Budaya patriarki yang ada di Indonesia juga dipengaruhi dengan adanya sistem patrilineal. Patrilineal merupakan adat masyarakat yang mengatur alur atau garis keturunan dari pihak laki-laki atau ayah. Ada kemiripan istilah antara patriarki dan patrilineal. Kedua kata tersebut sama-sama mengandung satu kata yang sama, yaitu “pater” yang berarti ayah. Indonesia merupakan negara yang terdiri atas banyak suku dan budaya. Selain budaya patrilineal, juga ada budaya matrilineal. Kebalikan dari patrilineal, matrilineal ini merupakan adat masyarakat yang menyatakan garis atau alur keturunan berasal dari pihak perempuan atau ibu. Budaya matrilineal ini tergolong jarang digunakan terutama di Indonesia.

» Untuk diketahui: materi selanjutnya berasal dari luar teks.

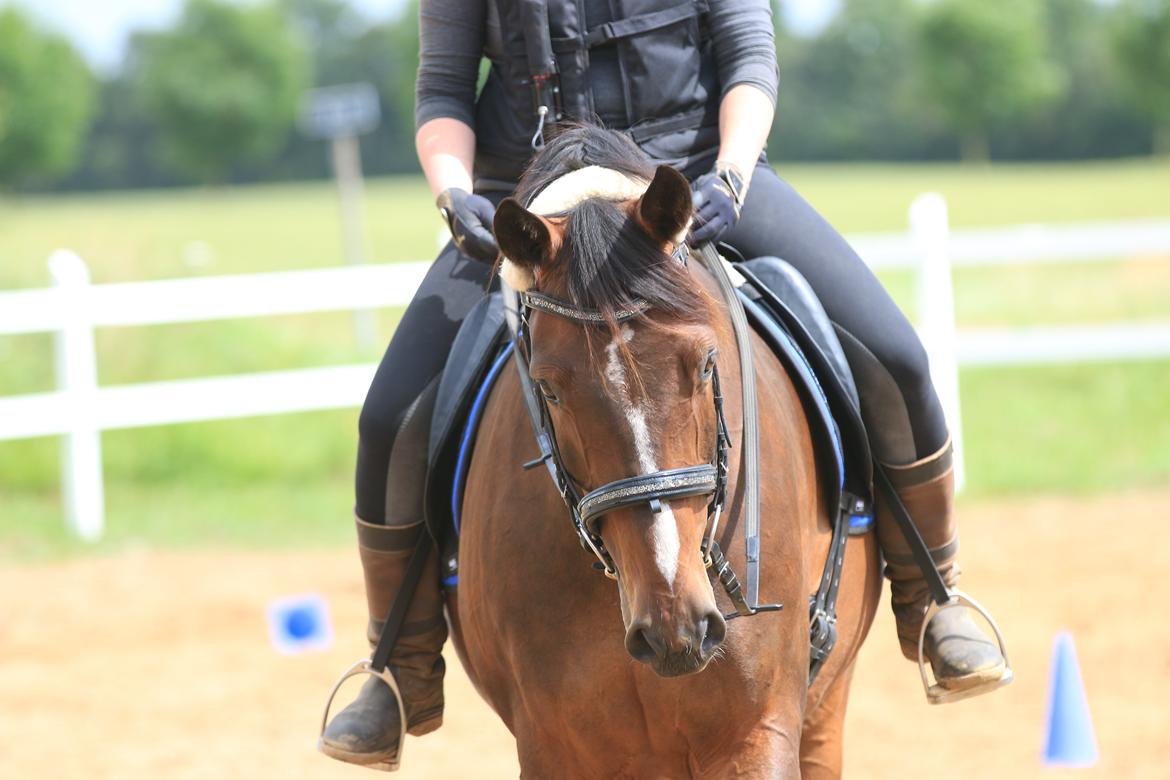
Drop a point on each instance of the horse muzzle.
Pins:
(676, 650)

Disadari atau tidak, saat ini kita masih merasakan adanya bias gender. Salah satu penyebab utama terjadinya bias gender ini adalah karena masih kentalnya budaya patriarki yang ada di Indonesia. Kesempatan perempuan untuk bisa berkiprah dan berperan aktif di segala bidang masih sering dibatasi. Bahkan ada peraturan dan hukum yang disinyalir bias gender karena masih ada unsur diskriminasi pada kaum perempuan. Skala upah untuk perempuan kadang-kadang masih berada di bawah skala upah laki-laki.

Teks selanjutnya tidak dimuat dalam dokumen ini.